Snapchat galt lange als Sexting-Werkzeug, weil viele Nutzerinnen und Nutzer ihre Nacktfotos darauf publizierten. Nun entwickelt sich die App zur Nachrichtenquelle und will ebenfalls die Medienbranche aufmischen. Wie viele Nutzer Snapchat am Tag hat? Es sind 100 Millionen - aber intern, erklärte der Unternehmensgründer Evan Spiegel vergangenes Jahr auf einer Konferenz in den USA, denken sie bei Snapchat in einer anderen Einheit: Nutzer pro Stunde.
Das passt zu einem Netzwerk, das so schnell ist, dass man im wahrsten Sinne des Wortes etwas verpassen kann, wenn man blinzelt. Snapchat spielt mit dem Reiz der Flüchtigkeit, die seinen Inhalten etwas Echtes, Unmittelbares gibt, während andere Apps wie Instagram vielmehr die Plattform für die perfekte Inszenierung zu bieten scheinen, wie Spiegel Online berichtet.
Als es im Dezember im kalifornischen San Bernardino zu einem Terroranschlag kam, konnten Snapchat-Nutzer sich dank einer «Live Story» informieren. Das Feed mit dem Namen «California Shooting» beinhaltete etwa 30 kuratierte Bilder und Videos, alle hochgeladen von Nutzern der App.
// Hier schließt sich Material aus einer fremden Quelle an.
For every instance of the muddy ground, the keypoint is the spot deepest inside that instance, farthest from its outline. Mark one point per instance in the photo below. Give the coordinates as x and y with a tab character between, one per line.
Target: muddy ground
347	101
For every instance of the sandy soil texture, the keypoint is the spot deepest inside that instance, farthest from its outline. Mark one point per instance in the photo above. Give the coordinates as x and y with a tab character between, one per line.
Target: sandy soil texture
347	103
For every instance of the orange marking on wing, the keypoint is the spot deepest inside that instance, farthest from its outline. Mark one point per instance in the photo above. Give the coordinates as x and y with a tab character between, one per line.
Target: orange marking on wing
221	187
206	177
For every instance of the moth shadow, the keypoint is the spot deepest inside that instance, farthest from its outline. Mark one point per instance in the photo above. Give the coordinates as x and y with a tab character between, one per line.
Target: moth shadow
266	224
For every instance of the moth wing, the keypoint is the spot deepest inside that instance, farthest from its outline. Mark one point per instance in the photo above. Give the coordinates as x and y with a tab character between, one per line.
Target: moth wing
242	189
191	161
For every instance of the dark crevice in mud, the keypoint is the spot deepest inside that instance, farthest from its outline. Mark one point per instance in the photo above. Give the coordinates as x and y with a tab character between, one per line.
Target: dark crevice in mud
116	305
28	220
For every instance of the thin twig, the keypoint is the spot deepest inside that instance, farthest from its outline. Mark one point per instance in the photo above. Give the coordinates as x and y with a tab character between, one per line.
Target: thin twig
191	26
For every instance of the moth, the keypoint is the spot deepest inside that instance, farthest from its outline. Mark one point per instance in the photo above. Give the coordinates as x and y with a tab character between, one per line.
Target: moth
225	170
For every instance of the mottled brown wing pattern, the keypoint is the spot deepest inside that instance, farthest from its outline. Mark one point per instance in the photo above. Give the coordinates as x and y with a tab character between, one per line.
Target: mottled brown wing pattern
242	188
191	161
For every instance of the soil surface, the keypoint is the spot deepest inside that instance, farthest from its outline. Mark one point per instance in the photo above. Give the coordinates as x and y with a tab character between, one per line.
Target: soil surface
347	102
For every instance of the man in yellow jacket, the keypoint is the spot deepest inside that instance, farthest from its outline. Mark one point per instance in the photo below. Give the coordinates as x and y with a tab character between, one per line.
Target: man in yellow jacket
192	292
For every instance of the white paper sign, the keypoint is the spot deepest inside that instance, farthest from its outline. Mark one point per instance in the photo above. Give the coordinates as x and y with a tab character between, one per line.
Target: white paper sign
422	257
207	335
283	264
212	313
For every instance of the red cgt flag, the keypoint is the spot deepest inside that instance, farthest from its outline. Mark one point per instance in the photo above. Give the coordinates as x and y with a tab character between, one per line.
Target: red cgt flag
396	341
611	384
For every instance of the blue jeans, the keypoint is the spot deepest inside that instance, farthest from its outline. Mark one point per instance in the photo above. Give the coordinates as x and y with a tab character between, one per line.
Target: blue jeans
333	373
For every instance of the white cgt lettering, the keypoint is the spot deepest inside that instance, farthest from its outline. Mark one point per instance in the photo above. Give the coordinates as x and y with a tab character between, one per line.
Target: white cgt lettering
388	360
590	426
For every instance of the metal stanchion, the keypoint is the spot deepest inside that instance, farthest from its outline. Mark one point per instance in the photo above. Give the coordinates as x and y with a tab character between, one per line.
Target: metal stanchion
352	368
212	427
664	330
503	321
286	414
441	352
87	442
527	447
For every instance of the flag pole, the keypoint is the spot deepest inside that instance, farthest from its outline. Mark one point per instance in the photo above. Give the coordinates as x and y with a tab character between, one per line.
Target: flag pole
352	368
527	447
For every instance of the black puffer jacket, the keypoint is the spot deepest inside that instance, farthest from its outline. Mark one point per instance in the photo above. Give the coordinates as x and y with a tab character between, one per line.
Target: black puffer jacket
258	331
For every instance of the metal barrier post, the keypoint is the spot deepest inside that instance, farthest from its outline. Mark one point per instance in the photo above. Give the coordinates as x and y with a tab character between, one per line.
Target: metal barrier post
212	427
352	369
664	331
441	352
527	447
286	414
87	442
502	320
Viele machten davon Gebrauch, und Medienjournalisten waren fasziniert. «Fortune» etwa konstatierte, Snapchat entwickele sich zu einer «Macht im Bereich Echtzeit-Nachrichten».
Die Live-Story-Funktion verweist auf das journalistische Potenzial, das in der App steckt. Facebook mit seinen «Instant Articles» und Twitter mit seiner «Moments»-Funktion versuchen schon seit Längerem, ihre Netzwerke als Hauptnachrichtenquelle der Nutzer zu positionieren.
Snapchat ignoriert dabei ziemlich konsequent, was viele Menschen an anderen sozialen Netzwerken lieben. Da sind zum einen die Inhalte, die sich einer digitalen Archivierung entziehen: Private Nachrichten sind nach ein paar Sekunden verschwunden, Stories nach einem Tag. Speichern ist mogeln. Das Gegenüber bekommt sogar mit, wenn man einen Screenshot einer Nachricht macht.